Canadian Prime Minister Justin Trudeau delivers his remarks at the University of Chicago Institute of Politics Wednesday, Feb. 7, 2018, in Chicago. (AP Photo/Charles Rex Arbogast)
It was a week the Liberals’ fixation with political correctness became politically incorrect.
Amid a clear meltdown in Liberal government poll support, new moves on gender and tolerance issues were met by a head-shaking, eye-rolling, derision-snorting reaction from a public fed up with the excess of it all.
The government’s proud plan to road-trip consultations on racism, with an eye to infusing every policy with anti-discrimination measures, was quickly put on ice.
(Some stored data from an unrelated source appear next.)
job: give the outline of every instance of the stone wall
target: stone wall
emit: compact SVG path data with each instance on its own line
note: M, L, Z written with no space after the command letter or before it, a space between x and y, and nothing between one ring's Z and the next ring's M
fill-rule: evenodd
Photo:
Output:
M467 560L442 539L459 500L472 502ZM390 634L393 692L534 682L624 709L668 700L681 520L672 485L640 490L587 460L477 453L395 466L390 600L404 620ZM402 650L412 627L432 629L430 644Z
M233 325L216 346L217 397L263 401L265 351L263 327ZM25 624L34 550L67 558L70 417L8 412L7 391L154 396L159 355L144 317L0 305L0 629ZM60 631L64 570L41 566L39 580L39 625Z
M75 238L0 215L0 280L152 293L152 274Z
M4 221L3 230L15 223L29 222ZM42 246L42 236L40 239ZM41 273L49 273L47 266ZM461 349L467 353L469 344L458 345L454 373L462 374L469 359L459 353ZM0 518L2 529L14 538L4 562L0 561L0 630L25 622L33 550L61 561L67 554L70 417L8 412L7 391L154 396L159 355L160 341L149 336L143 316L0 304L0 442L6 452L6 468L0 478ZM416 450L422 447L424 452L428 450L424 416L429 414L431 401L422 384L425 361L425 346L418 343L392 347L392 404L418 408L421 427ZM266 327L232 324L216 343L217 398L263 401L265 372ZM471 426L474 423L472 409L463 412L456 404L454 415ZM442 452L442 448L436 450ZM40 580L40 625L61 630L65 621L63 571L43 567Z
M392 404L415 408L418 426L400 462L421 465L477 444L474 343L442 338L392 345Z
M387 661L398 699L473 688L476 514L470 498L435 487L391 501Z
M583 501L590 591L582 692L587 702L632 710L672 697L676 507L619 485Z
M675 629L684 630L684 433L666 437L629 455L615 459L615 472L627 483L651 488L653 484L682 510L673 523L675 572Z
Quebec MPs in the Liberal caucus sounded the alarm about the perils of cross-Canada hearings whipping up Islamophobia or worse.
And that bizarre Service Canada decree to ban gender specific terms like ‘father’ or ‘mother’, ‘Mr.’ or ‘Mrs.’ from all telephone communications had the government doing backflips to insist the policy had been refined.
The message seems to be finally getting through: Justin Trudeau has become so identified with kumbaya peoplekind priorities that he’s lost the appearance of leading a serious government.
After all, the budget bellyflopped into a mosh pit of multi-billion-dollar gender measures that will do nothing to help a working mother if she can’t find or afford child care.
That followed Trudeau’s heavily-costumed India tour with a cast of Indo-Canadian MPs in tow (minus his white foreign affairs minister) which was visual confirmation of a prime minister who valued symbols over deliverables.
And this all plays out to the ongoing soundtrack of appointments guided exclusively by gender, ethnic or indigenous criteria; where anti-abortion positions are deemed anti-Liberal; and where the world’s most dangerous peacekeeping assignment is sold as a gender-boosting exercise.
What’s worse, the push for inclusiveness is spreading beyond Liberal ideology. Nunavut’s premier is now vowing to force all government workers to speak fluent Inuktut languages, which would throw two-thirds of the territory’s workforce out of their jobs.
Suddenly defining acceptable conduct within increasingly narrow political tolerances is what will make less-progressive candidates like Ontario’s Doug Ford or Alberta’s Jason Kenney more electable to fed-up voters.
The route to lasting political correctness requires the tolerance and patience to nudge societal change forward.
Justin Trudeau’s rush to impose it unilaterally, to the alienation of so many Canadians, will only generate a time-rewinding backlash.